Archivado en (Paraguay) por Roberto Ortega el 02-11-2010
El tereré es como la tónica. Cuando hace muchos años la introdujeron en España, el eslogan fue algo así como que la primera vez no gustaba. Pues eso, con esta bebida pasa lo mismo. El sabor es en principio extraño, pero luego engancha. Refresca. Revitaliza. Carlos y yo estamos a punto de convertirnos en adictos. En cuanto vemos que lo están preparando, lo miramos con ojitos brillantes y allá que vamos a echar unos tragos de la guampa (el vaso en el que se echa la yerba y el agua). Justo cuando escribo esto, llega Ramón Barboza con el mate. Aclaremos unos conceptos: el mate, más conocido por ser la bebida nacional argentina, se bebe caliente. El tereré, frío. En Paraguay, donde me encuentro esperando el comienzo de un encuentro de indígenas, se ben ambos.
El delicioso tereré viene que ni al pelo cuando te llega la sofoquina. Un traguito te deja como nuevo. Lo compruebo en la visita que hacemos a las comunidades de guaraníes que hay en el distrito de Paso Yobai, en el departamento de Guayra. Paso Yobai es un pueblo de unos 3.000 habitantes. Se llega a él por una especie de camino rural, por el que hay que recorrer unos 40 kilómetros después de dejar la carretera nacional. De Paso Yobai, a las comunidades guaraníes hay todavía una buena hora de ruta, por una pista de tierra roja a cuyas orillas hay campos de cultivo. En resumen, si el viaje se hiciera de un tirón duraría, unas ocho horas.
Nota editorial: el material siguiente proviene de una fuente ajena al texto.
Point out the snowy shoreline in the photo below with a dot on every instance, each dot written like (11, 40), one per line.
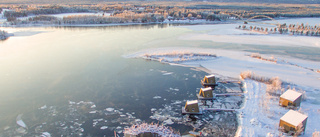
(260, 112)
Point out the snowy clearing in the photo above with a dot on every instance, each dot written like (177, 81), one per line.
(261, 112)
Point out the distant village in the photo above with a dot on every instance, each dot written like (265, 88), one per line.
(151, 12)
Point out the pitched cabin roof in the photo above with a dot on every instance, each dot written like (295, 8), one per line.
(293, 117)
(291, 95)
(192, 102)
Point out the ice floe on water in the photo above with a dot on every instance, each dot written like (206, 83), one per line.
(72, 120)
(20, 122)
(156, 97)
(45, 134)
(110, 109)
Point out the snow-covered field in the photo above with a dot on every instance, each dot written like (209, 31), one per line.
(256, 119)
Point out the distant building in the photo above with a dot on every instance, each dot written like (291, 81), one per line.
(290, 98)
(191, 107)
(206, 93)
(209, 81)
(293, 122)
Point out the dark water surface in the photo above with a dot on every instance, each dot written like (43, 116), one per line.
(74, 81)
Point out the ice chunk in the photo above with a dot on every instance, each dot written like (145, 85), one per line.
(104, 127)
(21, 130)
(43, 107)
(254, 121)
(45, 134)
(20, 122)
(156, 97)
(6, 128)
(93, 112)
(71, 102)
(168, 122)
(168, 73)
(109, 109)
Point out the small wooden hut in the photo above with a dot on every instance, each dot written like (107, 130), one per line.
(293, 122)
(290, 98)
(209, 81)
(206, 93)
(191, 107)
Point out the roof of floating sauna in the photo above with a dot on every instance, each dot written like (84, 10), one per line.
(192, 102)
(291, 95)
(293, 117)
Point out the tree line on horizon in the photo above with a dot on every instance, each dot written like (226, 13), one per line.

En las dos aldeas (comunidades) que visitamos viven unas cuarenta familias. José Domingo, el líder de Oevia, está con Julia Brites, su mujer y tres criaturas, en la trasera de su casa, en torno a unas cenizas que aún calientan. Le digo a Ramón Barboza que les pregunte si están preparando la comida. Se ríen: en realidad no saben si van a comer ese día. Disponen de algunas mandiocas, que tienen que durar. La cabaña en la que habitan dispone de dos escasos metros cuadrados, con dos jergones en los que por la noche tienen que dormir, a veces, ocho personas.
Es curioso, la pobreza siempre tiene el mismo aspecto exterior, también casi siempre la causa es muy similar (salvo matices). Varían el color de los rostros y el idioma en el que los afectados piden ayuda.